While Microsoft continues to dominate the enterprise server market with 71 percent of new sales worldwide (according to second-quarter figures for 2011), the Web server market is a different story.

According to Netcraft, Microsoft Web servers now account for just more than 15 percent of market share. A year ago, it was 25 percent. That's a big drop in one year; big enough to call it a trend, I think. Two-thirds of the Web server market is now sewn up by Apache.

Given Microsoft's dominance in the enterprise space, I don't think anyone has to worry about the 'softies in Redmond going without a holiday bonus this year. However, the long view is looking a bit scary.

When we talk about Web servers, we're primarily talking about servers for big public websites and their data centers; i.e. the "cloud."

Yes, the cloud! You know, that place where the future of computing is headed at a very fast clip.

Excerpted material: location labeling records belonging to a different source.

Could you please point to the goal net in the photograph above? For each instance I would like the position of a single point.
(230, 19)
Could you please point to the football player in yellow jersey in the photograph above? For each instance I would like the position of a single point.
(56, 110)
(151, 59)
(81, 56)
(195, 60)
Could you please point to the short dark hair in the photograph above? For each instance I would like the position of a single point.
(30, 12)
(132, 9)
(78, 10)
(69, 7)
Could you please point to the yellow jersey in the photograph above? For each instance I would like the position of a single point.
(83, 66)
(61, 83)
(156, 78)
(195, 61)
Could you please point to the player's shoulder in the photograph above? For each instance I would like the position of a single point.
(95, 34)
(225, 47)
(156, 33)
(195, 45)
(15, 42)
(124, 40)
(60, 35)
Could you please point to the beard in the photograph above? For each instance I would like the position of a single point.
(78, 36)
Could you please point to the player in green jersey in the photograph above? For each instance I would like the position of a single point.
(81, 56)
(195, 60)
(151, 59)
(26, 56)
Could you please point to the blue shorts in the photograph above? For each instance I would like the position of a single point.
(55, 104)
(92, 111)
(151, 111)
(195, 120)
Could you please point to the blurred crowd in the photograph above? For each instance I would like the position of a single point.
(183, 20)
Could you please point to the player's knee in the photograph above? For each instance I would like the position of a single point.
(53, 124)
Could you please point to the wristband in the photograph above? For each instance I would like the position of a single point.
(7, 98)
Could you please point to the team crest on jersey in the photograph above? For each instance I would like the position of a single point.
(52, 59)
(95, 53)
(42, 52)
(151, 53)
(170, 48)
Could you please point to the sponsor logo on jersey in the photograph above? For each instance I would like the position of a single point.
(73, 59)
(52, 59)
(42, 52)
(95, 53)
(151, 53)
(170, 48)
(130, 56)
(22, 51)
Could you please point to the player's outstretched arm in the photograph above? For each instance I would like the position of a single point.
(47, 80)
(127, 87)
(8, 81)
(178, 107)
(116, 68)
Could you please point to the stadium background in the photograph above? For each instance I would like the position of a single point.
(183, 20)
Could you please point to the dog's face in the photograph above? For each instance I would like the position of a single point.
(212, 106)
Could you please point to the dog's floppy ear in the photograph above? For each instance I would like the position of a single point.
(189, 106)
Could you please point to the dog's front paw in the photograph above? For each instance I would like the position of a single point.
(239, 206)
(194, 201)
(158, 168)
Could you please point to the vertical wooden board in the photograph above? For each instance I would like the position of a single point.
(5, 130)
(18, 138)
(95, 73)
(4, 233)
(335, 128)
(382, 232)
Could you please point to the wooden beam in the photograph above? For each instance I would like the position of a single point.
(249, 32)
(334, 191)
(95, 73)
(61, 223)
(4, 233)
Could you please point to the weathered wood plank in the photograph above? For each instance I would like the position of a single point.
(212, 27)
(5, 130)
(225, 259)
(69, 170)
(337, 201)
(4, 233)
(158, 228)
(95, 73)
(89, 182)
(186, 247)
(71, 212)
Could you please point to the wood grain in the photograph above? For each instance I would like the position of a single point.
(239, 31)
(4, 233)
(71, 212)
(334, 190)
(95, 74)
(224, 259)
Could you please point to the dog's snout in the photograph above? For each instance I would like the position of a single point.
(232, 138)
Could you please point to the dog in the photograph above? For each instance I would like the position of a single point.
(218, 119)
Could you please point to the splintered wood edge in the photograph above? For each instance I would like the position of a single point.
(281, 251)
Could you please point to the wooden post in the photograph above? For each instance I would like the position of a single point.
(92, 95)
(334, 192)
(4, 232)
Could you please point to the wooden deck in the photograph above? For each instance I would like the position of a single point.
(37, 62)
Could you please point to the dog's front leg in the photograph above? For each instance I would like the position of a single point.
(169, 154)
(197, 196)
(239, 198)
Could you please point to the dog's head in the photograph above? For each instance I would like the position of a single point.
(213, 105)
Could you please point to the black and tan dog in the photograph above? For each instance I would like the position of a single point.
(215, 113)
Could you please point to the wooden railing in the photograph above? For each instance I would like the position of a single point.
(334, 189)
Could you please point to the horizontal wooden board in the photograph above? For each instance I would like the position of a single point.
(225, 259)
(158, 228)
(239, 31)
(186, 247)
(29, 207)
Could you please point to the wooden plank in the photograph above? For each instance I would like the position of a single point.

As big companies like Google and Facebook, for example, build data centers to host their "clouds" of vast, vast data, they are typically doing two things:

1. Choosing open-source options (instead of a Windows server).

2. Building their own stripped down servers (instead of buying a Dell or HP server).

Facebook not only builds its own "DIY servers," but it also wants other businesses to do the same. Unlike Google, which jealously guards its homebrew server know-how, Facebook earlier this year launched something called the "Open Compute Project" educating other businesses in how to build stripped down, "no brand name" servers.

Facebook boasts that its DIY servers are cheaper, use less electricity, and run more efficiently in a cloud environment.

DIY servers now account for 20 percent of the server market.

That's a lot of lost market share for the likes of HP and Dell to swallow at a time when desktop PC and laptop sales are getting cannibalized by the mushrooming tablet and smartphone markets.

Footnote: Oddly enough, Microsoft is sort of doing the DIY server thing, too. For its MSN and Bing cloud, for example, Microsoft has built data centers running on a customized, stripped down, DIY server farm too. The difference is that its DIY servers run on Windows—and Microsoft outsourced HP and Dell to build them according to spec.